Can we Manipulate Generative Search Engines?

This is the main question of interest for the whole SEO sector. And the answer is, of course, yes. Generative search engines (GSEs) can indeed be manipulated, even if, for now, such efforts remain in their early days.

There is however a growing body of research on the manipulation of LLMs, as well as Generative Search Engines (GSEs). The article by Nestass, Debenetti, and Tramèr introduces the concept of Preference Manipulation Attacks, a type of attack targeting LLMs. The goal is to manipulate the model into prioritizing content differently by combining several techniques: prompt injection, black-hat SEO strategies, and LLM persuasion.

What’s particularly fascinating about their approach is that it introduces true negative SEO—actively pushing competitors down in visibility—and the results are both measurable and remarkably clear. They tested their attack on perplexity, Bing copilot, claude 3 and GPT4. For instance they achieved a x2.5 in visibility for a targeted product by Bing copilot.
Don’t bother replicating it, the authors disclosed the threat to the operators and it’s now fixed.

Another paper entitled “GEO: Generative Engine Optimization” by Aggarwal et al. introduces the acronym GEO and presents  a new approach to help content creators enhance their visibility in Generative Search Engines (GSEs). The paper mentions GSEs, like BingChat – copilot or Perplexity, but we can easily figure that the approach is also good to go for AI overviews (the former SGE) or for searchGPT. The goal of their approach is to boost content citations and impressions.
The SEO methodology they propose is clearly not rocket science, but is effective:

  • Cite Sources: Adds reliable citations to improve credibility and boost ranking.
  • Quotation Addition: Incorporates relevant quotes to make content authoritative.
  • Statistics Addition: Introduces data-driven evidence to enhance visibility.
  • Fluency Optimization: Improves content readability and coherence for better engagement.

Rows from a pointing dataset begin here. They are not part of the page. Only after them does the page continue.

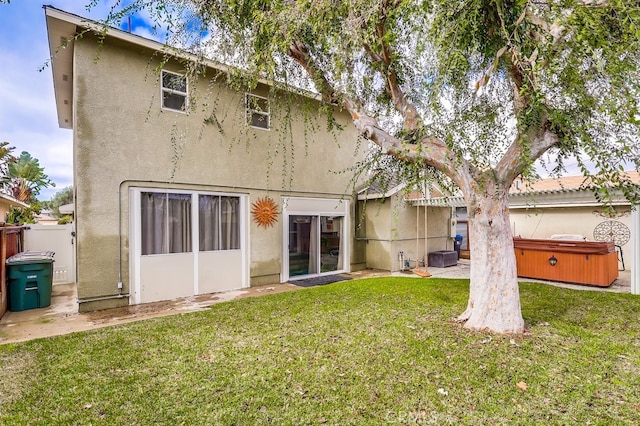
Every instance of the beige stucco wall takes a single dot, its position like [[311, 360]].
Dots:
[[122, 138], [544, 222], [391, 227]]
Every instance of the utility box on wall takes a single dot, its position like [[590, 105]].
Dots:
[[443, 258]]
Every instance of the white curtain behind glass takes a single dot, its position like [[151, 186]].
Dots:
[[165, 222], [219, 222]]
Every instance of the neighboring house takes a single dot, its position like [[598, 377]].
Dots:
[[564, 208], [167, 206], [44, 218], [393, 227], [7, 202]]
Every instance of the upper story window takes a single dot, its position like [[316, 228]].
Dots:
[[174, 91], [257, 111]]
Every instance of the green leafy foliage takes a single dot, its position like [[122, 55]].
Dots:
[[482, 76], [25, 178]]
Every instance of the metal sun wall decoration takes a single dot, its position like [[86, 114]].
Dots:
[[265, 212]]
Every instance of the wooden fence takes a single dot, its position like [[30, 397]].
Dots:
[[11, 242]]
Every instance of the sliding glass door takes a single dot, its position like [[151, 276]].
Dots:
[[315, 244]]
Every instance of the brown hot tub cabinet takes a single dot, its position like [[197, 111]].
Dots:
[[581, 262]]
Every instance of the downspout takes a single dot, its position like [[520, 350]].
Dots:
[[635, 247]]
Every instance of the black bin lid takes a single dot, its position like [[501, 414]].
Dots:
[[31, 257]]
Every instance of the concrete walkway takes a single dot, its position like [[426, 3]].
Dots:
[[62, 317]]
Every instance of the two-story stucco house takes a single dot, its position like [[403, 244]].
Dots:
[[169, 172]]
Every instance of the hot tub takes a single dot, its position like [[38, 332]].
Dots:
[[580, 262]]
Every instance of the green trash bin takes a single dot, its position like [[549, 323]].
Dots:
[[29, 280]]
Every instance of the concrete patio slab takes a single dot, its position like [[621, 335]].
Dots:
[[62, 317]]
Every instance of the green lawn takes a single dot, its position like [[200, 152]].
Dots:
[[372, 351]]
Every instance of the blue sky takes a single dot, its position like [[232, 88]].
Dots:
[[28, 117]]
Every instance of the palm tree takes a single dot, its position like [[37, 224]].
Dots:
[[25, 177]]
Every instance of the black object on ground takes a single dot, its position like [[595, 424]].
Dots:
[[325, 279]]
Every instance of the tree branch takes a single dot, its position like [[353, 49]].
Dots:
[[429, 150], [411, 117]]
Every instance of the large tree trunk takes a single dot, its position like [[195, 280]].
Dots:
[[494, 300]]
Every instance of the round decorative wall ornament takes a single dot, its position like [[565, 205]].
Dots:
[[265, 212]]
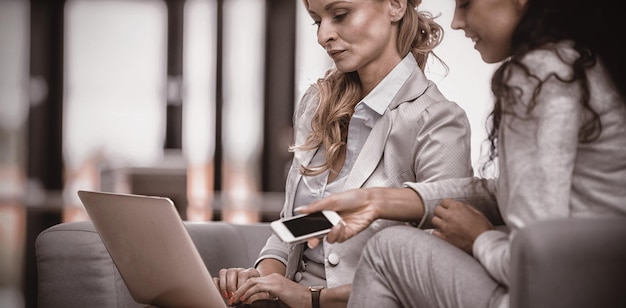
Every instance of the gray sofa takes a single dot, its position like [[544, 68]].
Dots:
[[565, 263]]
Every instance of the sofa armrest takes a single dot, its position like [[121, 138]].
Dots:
[[75, 270], [572, 262]]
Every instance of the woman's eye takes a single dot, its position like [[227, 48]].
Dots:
[[340, 17]]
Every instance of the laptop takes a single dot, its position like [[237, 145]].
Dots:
[[152, 250]]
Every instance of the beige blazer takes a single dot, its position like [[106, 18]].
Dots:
[[421, 137]]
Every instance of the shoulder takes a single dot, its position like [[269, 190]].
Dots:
[[430, 102], [555, 59]]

The table below, coming straight from the paper, is showing examples of optimizations that have been done by the researchers.

These methods collectively showed up to 40% improvement in visibility in their study, marking a shift from SEO to GEO.

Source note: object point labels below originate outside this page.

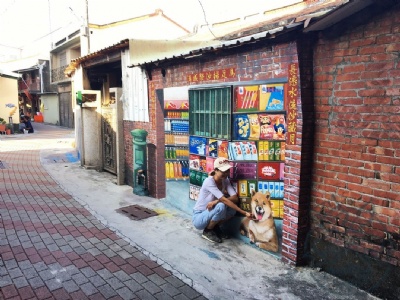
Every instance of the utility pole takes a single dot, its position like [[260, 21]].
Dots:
[[85, 32]]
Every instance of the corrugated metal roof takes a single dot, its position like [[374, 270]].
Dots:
[[278, 22], [75, 62], [9, 74]]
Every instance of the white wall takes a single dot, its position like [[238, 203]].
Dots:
[[8, 94], [51, 109]]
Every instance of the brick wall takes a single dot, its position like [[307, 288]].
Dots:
[[264, 63], [356, 182]]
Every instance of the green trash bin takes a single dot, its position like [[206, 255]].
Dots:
[[139, 162]]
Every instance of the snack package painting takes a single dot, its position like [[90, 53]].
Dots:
[[194, 162], [245, 170], [276, 189], [266, 127], [203, 165], [192, 177], [235, 185], [209, 164], [245, 203], [241, 127], [277, 155], [236, 152], [279, 126], [283, 148], [245, 150], [266, 150], [271, 189], [251, 186], [247, 98], [260, 150], [271, 150], [269, 171], [260, 187], [281, 189], [197, 145], [282, 171], [265, 187], [223, 148], [254, 127], [253, 150], [213, 148], [272, 97], [243, 188]]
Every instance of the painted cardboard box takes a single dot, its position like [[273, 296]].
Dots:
[[272, 96], [197, 145], [176, 104], [247, 98], [244, 171], [270, 171]]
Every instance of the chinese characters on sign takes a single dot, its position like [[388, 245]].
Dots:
[[292, 105], [212, 75], [152, 104]]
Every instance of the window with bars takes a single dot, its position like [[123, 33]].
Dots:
[[210, 112]]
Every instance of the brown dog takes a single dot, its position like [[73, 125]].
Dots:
[[261, 230]]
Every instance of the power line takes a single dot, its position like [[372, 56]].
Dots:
[[205, 19]]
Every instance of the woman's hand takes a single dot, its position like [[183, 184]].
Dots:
[[211, 204]]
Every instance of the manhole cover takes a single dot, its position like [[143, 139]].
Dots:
[[137, 212], [3, 165]]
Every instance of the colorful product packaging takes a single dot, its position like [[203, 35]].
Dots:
[[212, 148], [194, 162], [260, 150], [277, 154], [223, 148], [245, 170], [254, 127], [245, 203], [272, 97], [266, 126], [243, 188], [269, 171], [197, 145], [251, 186], [246, 98], [281, 189], [209, 164], [241, 127], [279, 127], [271, 150]]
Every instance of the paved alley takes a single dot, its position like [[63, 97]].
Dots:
[[62, 237], [51, 247]]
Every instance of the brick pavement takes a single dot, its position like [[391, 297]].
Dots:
[[51, 247]]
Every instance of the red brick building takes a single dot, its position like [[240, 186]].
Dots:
[[342, 180]]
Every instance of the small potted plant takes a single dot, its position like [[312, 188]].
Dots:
[[2, 126], [8, 128]]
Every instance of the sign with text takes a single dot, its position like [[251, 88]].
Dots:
[[212, 75], [292, 95]]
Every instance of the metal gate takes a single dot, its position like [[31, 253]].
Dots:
[[66, 113], [109, 133]]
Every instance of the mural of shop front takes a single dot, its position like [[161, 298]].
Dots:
[[218, 99], [251, 116], [98, 112]]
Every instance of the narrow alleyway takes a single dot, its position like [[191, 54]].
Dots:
[[51, 247], [62, 237]]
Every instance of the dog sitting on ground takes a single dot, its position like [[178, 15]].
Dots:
[[261, 230]]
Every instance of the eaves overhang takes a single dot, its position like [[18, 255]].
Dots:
[[74, 64], [9, 74]]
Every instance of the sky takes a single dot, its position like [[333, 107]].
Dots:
[[23, 22]]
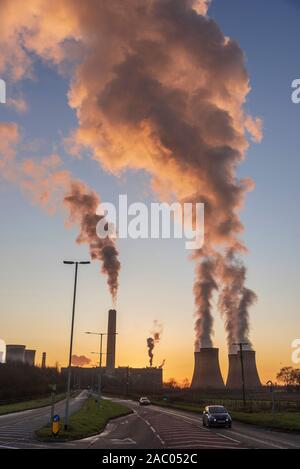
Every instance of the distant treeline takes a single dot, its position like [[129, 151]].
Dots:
[[19, 381]]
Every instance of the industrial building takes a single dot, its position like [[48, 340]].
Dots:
[[251, 377], [122, 379], [207, 373], [19, 354]]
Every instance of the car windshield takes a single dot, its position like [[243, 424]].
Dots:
[[217, 410]]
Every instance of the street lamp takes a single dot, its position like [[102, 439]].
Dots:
[[240, 345], [76, 263], [101, 334]]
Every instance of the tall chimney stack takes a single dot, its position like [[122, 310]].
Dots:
[[234, 378], [111, 340], [207, 373], [29, 357]]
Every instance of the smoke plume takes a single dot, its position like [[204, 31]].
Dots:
[[204, 287], [156, 86], [235, 299], [49, 187], [82, 205], [80, 360], [150, 345]]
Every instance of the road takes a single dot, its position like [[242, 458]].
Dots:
[[159, 427], [17, 429], [149, 427]]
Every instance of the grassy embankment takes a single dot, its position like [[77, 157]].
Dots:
[[89, 420], [285, 421], [27, 405]]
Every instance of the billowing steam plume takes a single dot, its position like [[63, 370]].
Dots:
[[80, 360], [156, 86], [204, 287], [82, 205], [50, 187], [235, 300], [150, 345]]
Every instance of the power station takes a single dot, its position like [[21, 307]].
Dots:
[[207, 373]]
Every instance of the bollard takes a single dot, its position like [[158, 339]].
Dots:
[[55, 425]]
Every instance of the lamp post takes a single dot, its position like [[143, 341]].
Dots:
[[270, 383], [76, 263], [240, 345]]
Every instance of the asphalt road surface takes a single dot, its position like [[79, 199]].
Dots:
[[148, 427], [158, 427]]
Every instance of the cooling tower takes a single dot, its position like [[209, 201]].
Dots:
[[15, 353], [234, 377], [29, 357], [44, 360], [252, 380], [207, 373], [111, 339]]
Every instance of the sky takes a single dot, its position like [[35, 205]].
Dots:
[[156, 276]]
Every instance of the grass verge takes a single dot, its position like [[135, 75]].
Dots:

If I had to summarize what you need to know about Generative Engine Optimization (GEO), it’s fairly straightforward because the field isn’t deeply explored yet. Essentially, GEO techniques revolve around exploiting the core nature of LLMs: their semantic understanding and how they summarize information. Another approach is more technical, involving methods like prompt injection, cloaking, and similar tactics.

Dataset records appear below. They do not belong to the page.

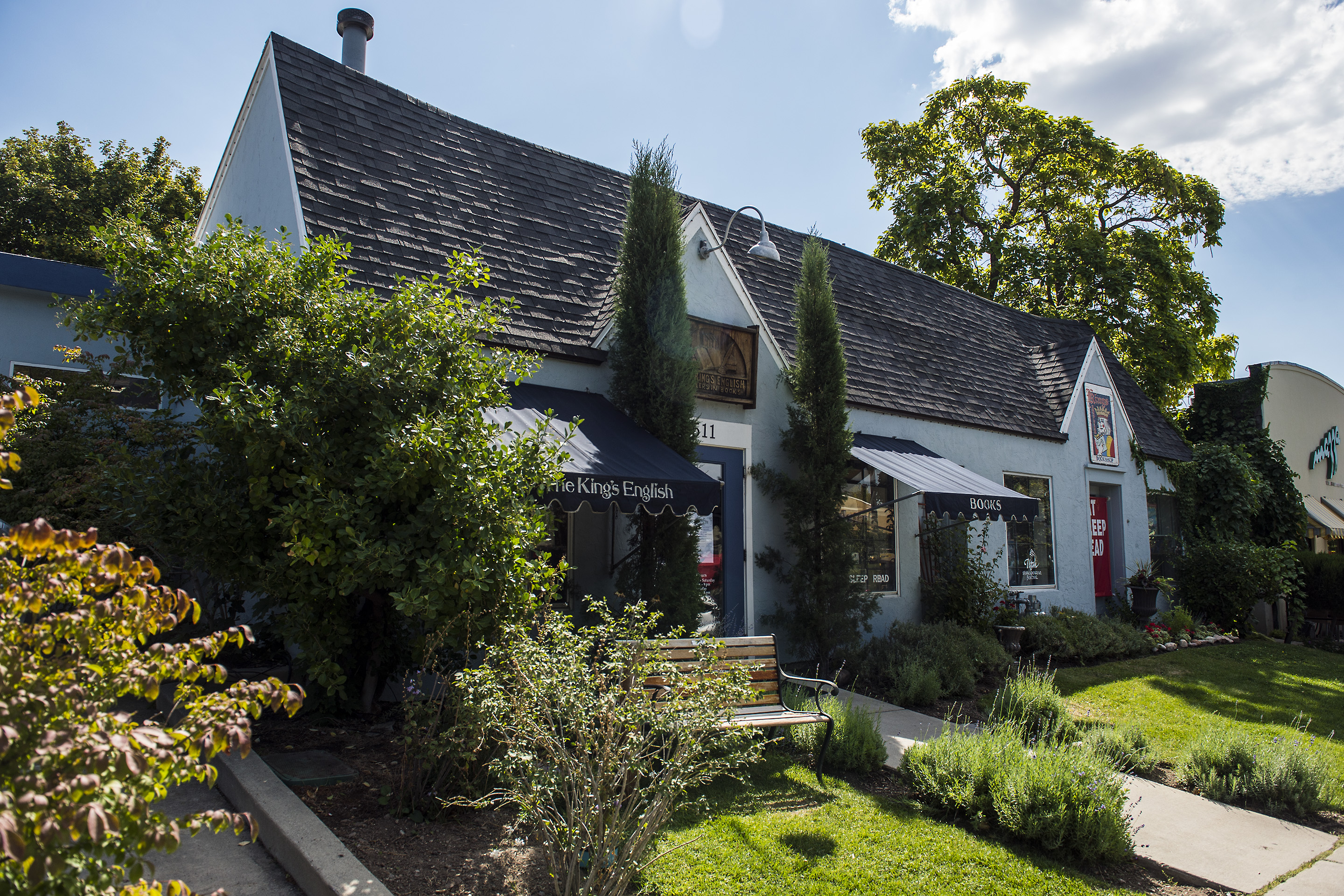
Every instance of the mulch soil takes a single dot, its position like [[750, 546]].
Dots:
[[468, 852], [482, 852]]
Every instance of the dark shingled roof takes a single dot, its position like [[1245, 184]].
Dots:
[[406, 184]]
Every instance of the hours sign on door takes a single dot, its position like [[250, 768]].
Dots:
[[1101, 547]]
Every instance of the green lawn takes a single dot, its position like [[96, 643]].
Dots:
[[1256, 686], [781, 835]]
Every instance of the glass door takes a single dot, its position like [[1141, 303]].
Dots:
[[722, 540]]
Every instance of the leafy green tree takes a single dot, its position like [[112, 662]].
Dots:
[[1042, 214], [346, 468], [53, 193], [1241, 514], [826, 610], [654, 374]]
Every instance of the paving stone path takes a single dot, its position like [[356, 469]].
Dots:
[[1193, 839]]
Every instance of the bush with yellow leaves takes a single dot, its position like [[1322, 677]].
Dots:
[[77, 777]]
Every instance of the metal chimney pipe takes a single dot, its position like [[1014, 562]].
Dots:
[[357, 28]]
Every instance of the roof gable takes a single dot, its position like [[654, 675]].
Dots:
[[406, 184]]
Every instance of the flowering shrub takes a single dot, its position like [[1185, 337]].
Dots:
[[1284, 773], [592, 763], [1064, 798], [78, 778]]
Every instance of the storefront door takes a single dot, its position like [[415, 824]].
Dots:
[[722, 550], [1101, 547]]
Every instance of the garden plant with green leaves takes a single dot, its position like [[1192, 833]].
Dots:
[[595, 761], [344, 468], [826, 613], [78, 778], [654, 372]]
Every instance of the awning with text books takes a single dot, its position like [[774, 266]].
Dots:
[[1326, 516], [610, 459], [948, 488]]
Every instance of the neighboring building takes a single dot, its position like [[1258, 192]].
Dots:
[[963, 405], [1304, 410], [30, 327]]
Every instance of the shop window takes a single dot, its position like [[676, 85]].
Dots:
[[135, 392], [557, 545], [1031, 543], [1163, 532], [875, 531], [711, 545]]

Beyond that, the landscape is very similar to SEO. Generative Search Engines (GSEs) are, by design, black boxes. Just as SEO works to influence traditional search engines such as Google with only theoretical knowledge of how they work, GEO manipulates the inputs to the “engine” to influence its outputs.

Like SEO, the goal of this adversarial game is simple: capture more visibility than your competitors, which ultimately translates to revenue. In short, the tools and targets may have evolved, but the game remains the same.